I should think the answer is that fascism and religion go hand in hand, and that modern racism is a subset of religion. It’s an especially valid argument when you consider the overtly Christian defenses given by white Southerners in the ante-bellum period, or when you consider the attitude of British colonialists in the Victorian era (think Rudyard Kipling). Both fascism and religion (in the monotheistic sense, at least) are attempts to control every facet of the citizen’s life, up to and including thoughts.
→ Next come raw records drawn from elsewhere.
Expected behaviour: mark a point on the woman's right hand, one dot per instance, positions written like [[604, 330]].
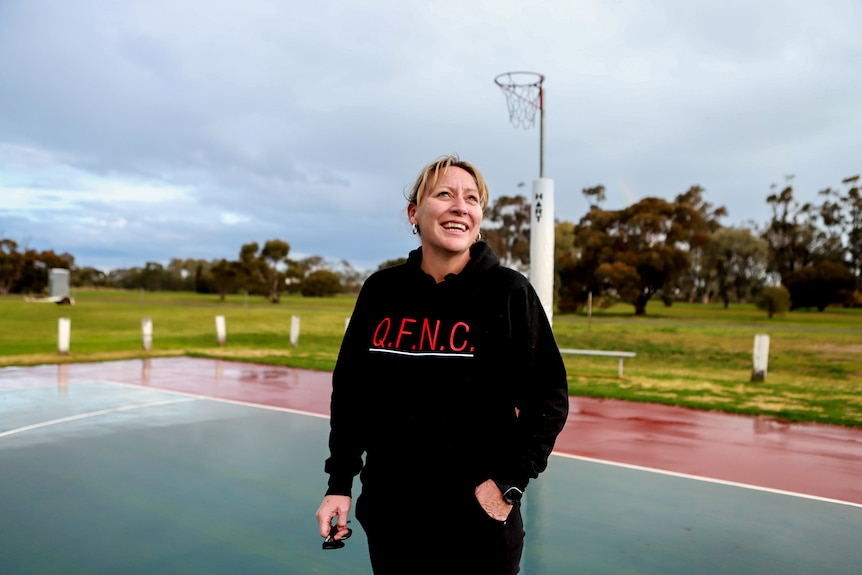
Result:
[[334, 506]]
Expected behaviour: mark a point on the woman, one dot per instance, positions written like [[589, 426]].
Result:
[[450, 383]]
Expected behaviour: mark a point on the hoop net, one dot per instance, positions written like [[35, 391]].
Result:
[[523, 91]]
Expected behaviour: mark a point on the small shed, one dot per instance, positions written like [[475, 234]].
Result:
[[58, 282]]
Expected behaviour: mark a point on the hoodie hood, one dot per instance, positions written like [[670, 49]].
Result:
[[482, 258]]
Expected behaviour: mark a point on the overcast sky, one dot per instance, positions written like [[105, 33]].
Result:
[[135, 131]]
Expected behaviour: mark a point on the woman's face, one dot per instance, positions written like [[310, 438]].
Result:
[[449, 214]]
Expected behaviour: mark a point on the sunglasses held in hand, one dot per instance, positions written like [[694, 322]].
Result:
[[331, 543]]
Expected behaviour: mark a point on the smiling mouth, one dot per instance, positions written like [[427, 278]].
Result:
[[455, 227]]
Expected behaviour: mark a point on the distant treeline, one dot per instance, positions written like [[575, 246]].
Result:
[[806, 256]]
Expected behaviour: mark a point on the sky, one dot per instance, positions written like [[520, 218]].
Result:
[[147, 130]]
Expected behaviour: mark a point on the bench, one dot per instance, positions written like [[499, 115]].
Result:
[[618, 354]]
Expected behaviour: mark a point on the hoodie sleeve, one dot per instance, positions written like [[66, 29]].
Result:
[[541, 389], [346, 426]]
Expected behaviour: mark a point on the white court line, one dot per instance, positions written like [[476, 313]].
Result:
[[219, 399], [187, 396], [708, 479], [92, 414]]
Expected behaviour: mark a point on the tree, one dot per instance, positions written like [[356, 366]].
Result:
[[634, 252], [506, 229], [321, 283], [790, 233], [774, 299], [274, 253], [225, 276], [737, 260], [820, 285], [696, 220], [11, 262]]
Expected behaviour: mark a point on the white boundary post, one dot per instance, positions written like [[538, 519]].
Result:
[[64, 334], [147, 333], [294, 330], [221, 330], [542, 244]]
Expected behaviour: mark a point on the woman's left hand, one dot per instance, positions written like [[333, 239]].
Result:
[[489, 497]]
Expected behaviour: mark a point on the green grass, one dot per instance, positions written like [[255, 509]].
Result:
[[692, 355]]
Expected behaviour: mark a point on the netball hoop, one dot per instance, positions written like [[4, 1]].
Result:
[[523, 91], [524, 97]]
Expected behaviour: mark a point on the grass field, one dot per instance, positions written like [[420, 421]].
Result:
[[692, 355]]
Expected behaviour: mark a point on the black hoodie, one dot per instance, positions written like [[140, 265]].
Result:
[[445, 384]]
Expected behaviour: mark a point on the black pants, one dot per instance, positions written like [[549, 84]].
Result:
[[444, 537]]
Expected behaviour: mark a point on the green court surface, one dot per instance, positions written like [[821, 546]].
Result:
[[104, 478]]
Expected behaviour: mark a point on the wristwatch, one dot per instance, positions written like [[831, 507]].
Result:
[[511, 494]]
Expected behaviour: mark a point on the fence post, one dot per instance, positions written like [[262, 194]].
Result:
[[761, 357]]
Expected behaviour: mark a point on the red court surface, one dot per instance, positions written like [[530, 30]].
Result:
[[814, 460]]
Perhaps it is merely historical coincidence that a fairly mono-religious bunch of Caucasians subdued a lot of darker-colored people, and the Bible was a handy justification for an existing reality, but intolerance and theism are essentially one and the same.

Sodas
06-14-2014, 09:26 PM
Cool story. Neo-nazis are gaining ground everywhere, it seems. I think they have always been around; the internet has just helped them organize and recruit. In a way, that's good; I like to think of it as airing out the moldy stuff in our societies. It could have consequences first, though.

It's also been going on at schools, like UCLA. I was reading articles on Sam Harris, a professor there, who is preaching an end to religious ideology.

http://www.beliefnet.com/Community/2006/11/The-Crusade-Against-Religion.aspx

In fact, the biggest question is why isn't there a debate going on right now in Universities on evolution. Gradual evolution has been blown out of the water, and even punctuated equilibrium has as well - due to species popping out of the same locations.

http://www.discovery.org/scripts/viewDB/filesDB-download.php?id=28

There is also a list of some 100+ professors asking for an open debate.